Baseado no livro de Robert Harris, com roteiro do próprio autor ao lado de Polanski, O Escritor Fantasma acompanha a trajetória de um ghostwriter (Ewan McGregor) que é contratado a peso de ouro para escrever as memórias do controverso ex-primeiro-ministro da Inglaterra, Adam Lang (Pierce Brosnan). O antigo titular da cadeira, o assessor do político, Mike McAra, teria cometido suicídio – o que não deixa o novo contratado nada confortável com a tarefa. Para piorar, o “escritor fantasma” é obrigado a viajar aos Estados Unidos, onde Lang está morando junto de sua esposa, Ruth (Olivia Williams), e de sua equipe, capitaneada por Amelia (Kim Cattral).

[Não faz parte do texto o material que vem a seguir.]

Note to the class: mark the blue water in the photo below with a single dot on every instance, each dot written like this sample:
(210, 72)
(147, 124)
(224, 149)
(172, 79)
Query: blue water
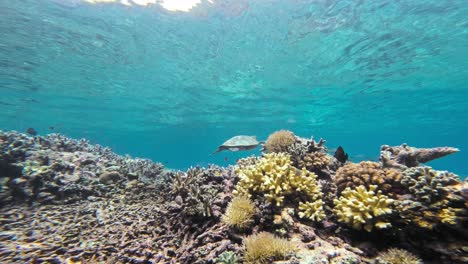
(172, 86)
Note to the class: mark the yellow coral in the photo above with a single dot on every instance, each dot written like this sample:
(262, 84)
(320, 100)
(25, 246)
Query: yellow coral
(279, 141)
(239, 212)
(275, 177)
(264, 247)
(398, 256)
(361, 208)
(312, 210)
(448, 216)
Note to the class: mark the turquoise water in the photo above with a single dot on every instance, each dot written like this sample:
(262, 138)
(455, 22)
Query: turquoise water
(172, 86)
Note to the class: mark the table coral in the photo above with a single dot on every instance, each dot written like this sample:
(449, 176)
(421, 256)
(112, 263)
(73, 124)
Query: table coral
(275, 177)
(362, 208)
(368, 172)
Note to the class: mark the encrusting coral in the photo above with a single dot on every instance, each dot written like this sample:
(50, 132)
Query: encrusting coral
(361, 208)
(239, 212)
(264, 247)
(274, 176)
(279, 141)
(398, 256)
(368, 172)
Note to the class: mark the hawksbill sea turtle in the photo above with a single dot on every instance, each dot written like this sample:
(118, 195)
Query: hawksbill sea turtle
(239, 143)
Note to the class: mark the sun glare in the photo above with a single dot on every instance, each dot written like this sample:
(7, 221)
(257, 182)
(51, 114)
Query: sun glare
(171, 5)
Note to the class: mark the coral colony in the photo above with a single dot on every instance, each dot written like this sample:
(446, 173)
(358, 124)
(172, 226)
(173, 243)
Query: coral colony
(67, 201)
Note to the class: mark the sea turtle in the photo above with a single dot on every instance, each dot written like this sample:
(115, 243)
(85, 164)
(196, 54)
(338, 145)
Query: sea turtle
(239, 143)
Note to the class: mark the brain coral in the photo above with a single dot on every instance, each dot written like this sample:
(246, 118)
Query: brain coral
(365, 173)
(363, 208)
(274, 177)
(279, 141)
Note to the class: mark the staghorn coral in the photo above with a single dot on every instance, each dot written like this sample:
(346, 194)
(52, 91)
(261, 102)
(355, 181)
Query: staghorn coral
(368, 172)
(279, 141)
(404, 156)
(265, 247)
(312, 210)
(428, 185)
(315, 161)
(228, 257)
(275, 177)
(363, 208)
(398, 256)
(239, 212)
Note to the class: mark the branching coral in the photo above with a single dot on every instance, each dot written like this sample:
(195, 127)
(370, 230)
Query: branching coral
(228, 257)
(363, 208)
(398, 256)
(239, 212)
(312, 210)
(192, 192)
(279, 141)
(428, 184)
(275, 177)
(315, 161)
(368, 172)
(265, 247)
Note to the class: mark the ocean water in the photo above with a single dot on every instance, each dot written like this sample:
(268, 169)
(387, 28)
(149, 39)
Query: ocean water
(173, 85)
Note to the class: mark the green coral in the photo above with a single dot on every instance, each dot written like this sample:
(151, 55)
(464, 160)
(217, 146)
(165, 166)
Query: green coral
(274, 176)
(362, 208)
(228, 257)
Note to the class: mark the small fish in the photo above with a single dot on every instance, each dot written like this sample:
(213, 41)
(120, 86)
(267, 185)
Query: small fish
(31, 131)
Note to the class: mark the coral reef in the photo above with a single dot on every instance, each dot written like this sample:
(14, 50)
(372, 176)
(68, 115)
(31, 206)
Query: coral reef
(56, 169)
(274, 177)
(315, 161)
(404, 156)
(265, 247)
(361, 208)
(279, 141)
(239, 212)
(427, 184)
(228, 257)
(68, 201)
(398, 256)
(368, 172)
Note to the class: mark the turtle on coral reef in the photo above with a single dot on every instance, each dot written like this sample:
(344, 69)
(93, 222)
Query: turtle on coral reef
(239, 143)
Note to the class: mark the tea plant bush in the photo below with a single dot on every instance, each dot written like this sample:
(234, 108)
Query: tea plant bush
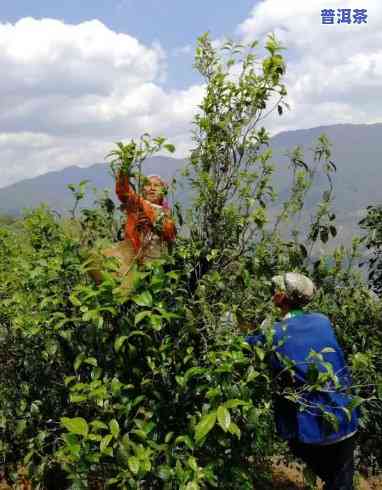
(156, 389)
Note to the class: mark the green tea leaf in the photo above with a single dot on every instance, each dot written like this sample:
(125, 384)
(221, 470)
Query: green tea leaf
(205, 425)
(77, 425)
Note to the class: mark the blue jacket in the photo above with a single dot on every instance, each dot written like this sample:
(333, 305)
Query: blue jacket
(294, 338)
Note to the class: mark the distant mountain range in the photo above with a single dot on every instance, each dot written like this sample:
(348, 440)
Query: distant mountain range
(357, 152)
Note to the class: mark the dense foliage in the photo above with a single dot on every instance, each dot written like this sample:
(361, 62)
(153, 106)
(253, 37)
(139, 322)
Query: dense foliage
(156, 388)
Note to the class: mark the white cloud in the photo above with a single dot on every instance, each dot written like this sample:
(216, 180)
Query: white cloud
(67, 92)
(334, 72)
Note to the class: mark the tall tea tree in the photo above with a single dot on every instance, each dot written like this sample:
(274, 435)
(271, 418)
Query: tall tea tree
(230, 167)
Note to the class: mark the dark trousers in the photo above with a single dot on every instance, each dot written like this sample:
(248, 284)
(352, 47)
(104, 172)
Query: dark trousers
(333, 463)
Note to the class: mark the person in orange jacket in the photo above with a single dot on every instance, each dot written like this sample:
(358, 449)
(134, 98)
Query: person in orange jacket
(149, 224)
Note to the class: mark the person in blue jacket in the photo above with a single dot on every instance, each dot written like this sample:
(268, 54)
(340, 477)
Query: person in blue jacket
(304, 346)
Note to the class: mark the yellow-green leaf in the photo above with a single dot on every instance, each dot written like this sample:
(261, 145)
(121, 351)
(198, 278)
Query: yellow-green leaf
(205, 425)
(77, 425)
(133, 464)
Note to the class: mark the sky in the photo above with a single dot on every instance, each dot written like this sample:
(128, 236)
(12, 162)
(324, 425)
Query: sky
(78, 76)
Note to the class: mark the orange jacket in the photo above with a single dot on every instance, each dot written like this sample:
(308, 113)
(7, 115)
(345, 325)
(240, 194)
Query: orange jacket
(137, 208)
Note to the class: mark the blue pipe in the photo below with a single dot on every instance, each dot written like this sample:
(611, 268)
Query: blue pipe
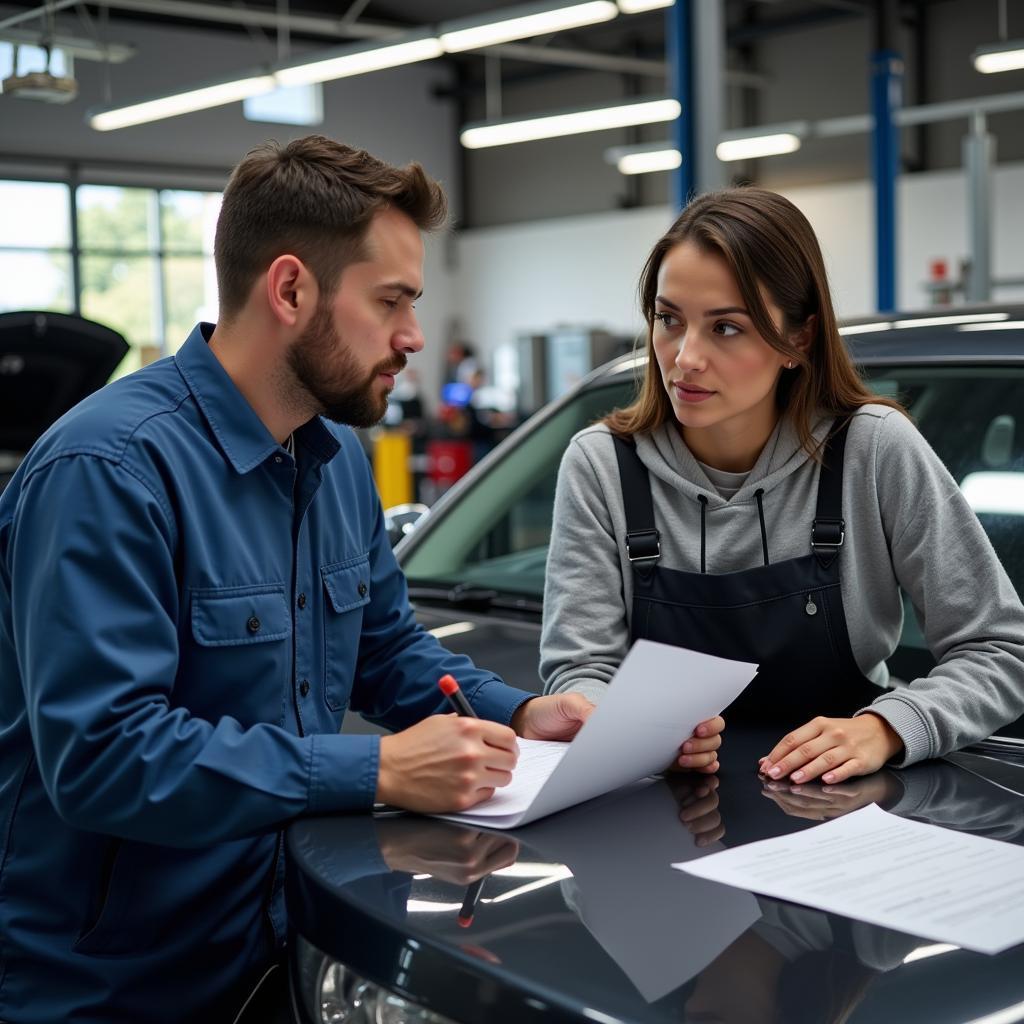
(677, 39)
(887, 88)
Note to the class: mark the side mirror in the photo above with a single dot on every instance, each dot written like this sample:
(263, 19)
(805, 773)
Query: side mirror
(401, 519)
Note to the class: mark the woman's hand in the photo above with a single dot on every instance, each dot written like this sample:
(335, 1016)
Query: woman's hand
(836, 749)
(699, 752)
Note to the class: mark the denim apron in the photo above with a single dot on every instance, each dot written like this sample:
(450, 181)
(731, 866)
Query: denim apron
(786, 616)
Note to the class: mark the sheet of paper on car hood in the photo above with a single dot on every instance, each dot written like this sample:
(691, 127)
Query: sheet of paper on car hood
(871, 865)
(653, 702)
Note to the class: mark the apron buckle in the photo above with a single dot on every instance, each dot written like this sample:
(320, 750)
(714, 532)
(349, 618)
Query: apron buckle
(643, 546)
(827, 532)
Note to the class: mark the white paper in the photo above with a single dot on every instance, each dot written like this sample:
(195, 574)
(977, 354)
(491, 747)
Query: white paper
(870, 865)
(660, 928)
(655, 699)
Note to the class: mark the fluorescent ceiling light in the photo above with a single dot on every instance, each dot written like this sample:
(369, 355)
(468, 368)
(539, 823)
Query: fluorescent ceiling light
(1005, 326)
(645, 163)
(639, 6)
(999, 56)
(994, 493)
(954, 318)
(864, 328)
(359, 60)
(569, 123)
(753, 146)
(522, 23)
(181, 102)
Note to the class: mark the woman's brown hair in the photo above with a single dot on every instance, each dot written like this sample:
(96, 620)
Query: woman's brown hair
(770, 248)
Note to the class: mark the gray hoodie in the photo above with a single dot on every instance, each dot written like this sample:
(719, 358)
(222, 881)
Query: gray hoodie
(907, 524)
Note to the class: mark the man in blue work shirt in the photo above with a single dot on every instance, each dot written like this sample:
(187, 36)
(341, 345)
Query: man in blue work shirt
(195, 586)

O tempo que o ghostwriter tem para terminar o livro é exíguo, mas como Mike já havia realizado um trabalho extenso de 600 páginas, não parecia um desafio que ele não pudesse terminar. O problema é que o acesso ao manuscrito de McAra é muito restrito e Lang acaba se mostrando um sujeito pouco acessível para entrevistas. O maior empecilho é o fato de o político estar envolvido em uma investigação que o tem como principal suspeito de ser conivente com crimes de guerra. Contratado apenas para escrever as memórias de Lang, o “fantasma” se vê cada vez mais envolto nos mistérios a cerca de seu novo patrão e começa a investigar a fundo as questões que o instigam.

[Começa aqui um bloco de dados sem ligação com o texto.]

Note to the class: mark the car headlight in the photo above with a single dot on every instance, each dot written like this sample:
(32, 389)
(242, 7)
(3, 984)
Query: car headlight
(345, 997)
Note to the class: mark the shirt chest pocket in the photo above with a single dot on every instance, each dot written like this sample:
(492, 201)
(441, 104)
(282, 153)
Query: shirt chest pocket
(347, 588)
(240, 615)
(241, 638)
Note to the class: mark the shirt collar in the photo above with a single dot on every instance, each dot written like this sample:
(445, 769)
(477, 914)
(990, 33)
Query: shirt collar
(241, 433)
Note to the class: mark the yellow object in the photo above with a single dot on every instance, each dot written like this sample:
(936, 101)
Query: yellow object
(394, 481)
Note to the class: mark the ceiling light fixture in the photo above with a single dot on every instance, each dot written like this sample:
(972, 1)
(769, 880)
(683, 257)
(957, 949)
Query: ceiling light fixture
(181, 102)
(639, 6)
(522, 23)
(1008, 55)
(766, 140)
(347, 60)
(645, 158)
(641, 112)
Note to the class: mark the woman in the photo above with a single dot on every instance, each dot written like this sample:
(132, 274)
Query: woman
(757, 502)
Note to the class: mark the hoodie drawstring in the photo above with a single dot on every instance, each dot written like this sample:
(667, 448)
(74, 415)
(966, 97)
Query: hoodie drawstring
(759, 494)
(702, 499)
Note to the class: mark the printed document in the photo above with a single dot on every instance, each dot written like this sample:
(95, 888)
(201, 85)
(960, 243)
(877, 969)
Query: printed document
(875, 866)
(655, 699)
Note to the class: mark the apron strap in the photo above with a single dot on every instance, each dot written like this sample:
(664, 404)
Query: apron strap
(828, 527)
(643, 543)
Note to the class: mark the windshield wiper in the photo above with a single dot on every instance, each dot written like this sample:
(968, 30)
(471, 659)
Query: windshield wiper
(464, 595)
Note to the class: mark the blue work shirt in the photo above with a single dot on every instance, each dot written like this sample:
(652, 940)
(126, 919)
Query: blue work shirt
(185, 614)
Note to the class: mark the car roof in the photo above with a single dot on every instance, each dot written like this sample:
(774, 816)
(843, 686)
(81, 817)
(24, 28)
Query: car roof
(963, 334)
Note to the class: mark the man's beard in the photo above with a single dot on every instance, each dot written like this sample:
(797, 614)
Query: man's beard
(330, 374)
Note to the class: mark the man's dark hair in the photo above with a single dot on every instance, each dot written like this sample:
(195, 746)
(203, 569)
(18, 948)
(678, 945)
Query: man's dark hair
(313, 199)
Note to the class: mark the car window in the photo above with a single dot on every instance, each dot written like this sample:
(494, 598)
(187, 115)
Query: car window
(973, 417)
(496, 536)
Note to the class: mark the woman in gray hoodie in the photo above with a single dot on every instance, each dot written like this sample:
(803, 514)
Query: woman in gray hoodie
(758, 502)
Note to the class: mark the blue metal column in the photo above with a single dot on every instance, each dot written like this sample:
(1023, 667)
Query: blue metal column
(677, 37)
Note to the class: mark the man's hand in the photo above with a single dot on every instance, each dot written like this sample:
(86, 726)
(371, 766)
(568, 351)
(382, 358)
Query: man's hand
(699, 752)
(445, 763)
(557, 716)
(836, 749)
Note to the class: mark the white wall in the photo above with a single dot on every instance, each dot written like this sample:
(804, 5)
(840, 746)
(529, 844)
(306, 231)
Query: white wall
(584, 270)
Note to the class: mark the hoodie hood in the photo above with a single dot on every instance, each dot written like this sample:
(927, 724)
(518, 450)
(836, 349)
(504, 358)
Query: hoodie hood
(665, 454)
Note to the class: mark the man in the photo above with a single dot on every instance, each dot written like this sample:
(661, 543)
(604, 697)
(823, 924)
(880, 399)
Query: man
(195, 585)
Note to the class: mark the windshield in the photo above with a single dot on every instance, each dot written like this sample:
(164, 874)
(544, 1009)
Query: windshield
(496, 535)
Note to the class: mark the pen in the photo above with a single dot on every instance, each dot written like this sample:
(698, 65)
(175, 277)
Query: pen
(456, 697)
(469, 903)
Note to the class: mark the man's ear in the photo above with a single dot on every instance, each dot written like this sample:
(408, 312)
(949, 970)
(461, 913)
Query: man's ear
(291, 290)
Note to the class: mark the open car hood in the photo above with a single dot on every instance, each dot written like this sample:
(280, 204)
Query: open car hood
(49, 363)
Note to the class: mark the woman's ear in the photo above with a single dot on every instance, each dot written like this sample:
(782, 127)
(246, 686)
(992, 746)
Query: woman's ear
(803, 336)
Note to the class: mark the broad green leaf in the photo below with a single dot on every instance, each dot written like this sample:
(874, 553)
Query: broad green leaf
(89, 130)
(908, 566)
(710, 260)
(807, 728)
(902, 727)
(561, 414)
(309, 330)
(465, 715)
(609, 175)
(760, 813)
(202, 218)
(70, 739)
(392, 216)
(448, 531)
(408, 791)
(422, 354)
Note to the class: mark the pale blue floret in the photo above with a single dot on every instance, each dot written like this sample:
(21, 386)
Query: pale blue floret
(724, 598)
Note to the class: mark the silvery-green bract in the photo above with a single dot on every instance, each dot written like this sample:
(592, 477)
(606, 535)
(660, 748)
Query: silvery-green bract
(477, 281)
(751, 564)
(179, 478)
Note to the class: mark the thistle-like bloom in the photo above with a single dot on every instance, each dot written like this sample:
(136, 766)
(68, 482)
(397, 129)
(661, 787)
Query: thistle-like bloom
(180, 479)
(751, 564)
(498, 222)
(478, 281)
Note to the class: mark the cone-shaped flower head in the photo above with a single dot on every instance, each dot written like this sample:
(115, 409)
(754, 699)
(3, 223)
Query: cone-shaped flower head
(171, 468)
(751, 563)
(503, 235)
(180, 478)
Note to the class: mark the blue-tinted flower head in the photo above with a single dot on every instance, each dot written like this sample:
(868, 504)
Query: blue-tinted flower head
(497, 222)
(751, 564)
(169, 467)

Muito pode-se especular sobre a conduta controversa de Roman Polanski em sua vida privada. Mas é incontestável que o cineasta franco-polonês tem um talento todo especial como contador de histórias. Principalmente quando a trama necessita de um clima de suspense palpável (como já havia feito magistralmente em O Bebê de Rosemary em 1968). Em O Escritor Fantasma, Polanski tece sua trama sem pressa alguma e vai envolvendo o espectador a cada novo desenrolar dos fatos. A narrativa é lenta, mas nunca se torna maçante. O diretor dá tempo ao tempo e nos vai revelando a cada novo frame uma informação inédita, seja sobre o grande mistério da história, seja sobre a conduta de personagens que estamos acompanhando. É um verdadeiro prazer observar o trabalho de Polanski ao orquestrar esta obra de mistério.

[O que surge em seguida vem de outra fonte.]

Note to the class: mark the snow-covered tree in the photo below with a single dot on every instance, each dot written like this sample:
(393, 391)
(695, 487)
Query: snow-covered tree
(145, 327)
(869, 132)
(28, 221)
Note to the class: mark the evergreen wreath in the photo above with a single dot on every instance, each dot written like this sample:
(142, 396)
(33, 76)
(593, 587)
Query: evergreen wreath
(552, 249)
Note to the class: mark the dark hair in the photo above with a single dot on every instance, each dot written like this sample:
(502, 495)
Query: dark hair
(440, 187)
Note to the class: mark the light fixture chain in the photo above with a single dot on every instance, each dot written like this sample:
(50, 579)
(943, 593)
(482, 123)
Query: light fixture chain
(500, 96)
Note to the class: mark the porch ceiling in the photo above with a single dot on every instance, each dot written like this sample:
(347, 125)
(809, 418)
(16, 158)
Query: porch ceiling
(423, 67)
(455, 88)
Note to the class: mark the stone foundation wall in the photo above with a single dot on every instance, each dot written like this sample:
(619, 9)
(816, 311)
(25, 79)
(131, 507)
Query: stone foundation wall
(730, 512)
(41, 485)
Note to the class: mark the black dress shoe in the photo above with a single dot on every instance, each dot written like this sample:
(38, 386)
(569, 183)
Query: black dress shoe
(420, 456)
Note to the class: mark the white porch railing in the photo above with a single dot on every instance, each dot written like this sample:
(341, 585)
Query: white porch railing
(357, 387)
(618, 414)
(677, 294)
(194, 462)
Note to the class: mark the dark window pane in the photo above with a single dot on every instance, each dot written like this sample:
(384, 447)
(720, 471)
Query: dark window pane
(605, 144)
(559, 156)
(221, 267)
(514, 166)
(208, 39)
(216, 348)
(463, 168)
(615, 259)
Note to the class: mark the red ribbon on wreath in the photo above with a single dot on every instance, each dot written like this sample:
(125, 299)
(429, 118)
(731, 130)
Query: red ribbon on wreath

Ajuda o fato de o elenco ser escolhido a dedo e contar com um Ewan McGregor inspiradíssimo como o protagonista sem nome. Com um senso de humor britânico característico, o personagem é um sujeito não politizado, que acaba entrando sem querer naquela conspiração e se vê envolvido até o pescoço – mais por um respeito meio fúnebre pelo seu antecessor, talvez. Acompanhamos toda a trama sob a ótica do escritor e, portanto, McGregor praticamente carrega o filme sozinho, com algumas pequenas intervenções bem vindas de um elenco cheio de talentosos nomes como Kim Cattral, Tom Wilkinson, Jim Belushi e o veterano Eli Wallach.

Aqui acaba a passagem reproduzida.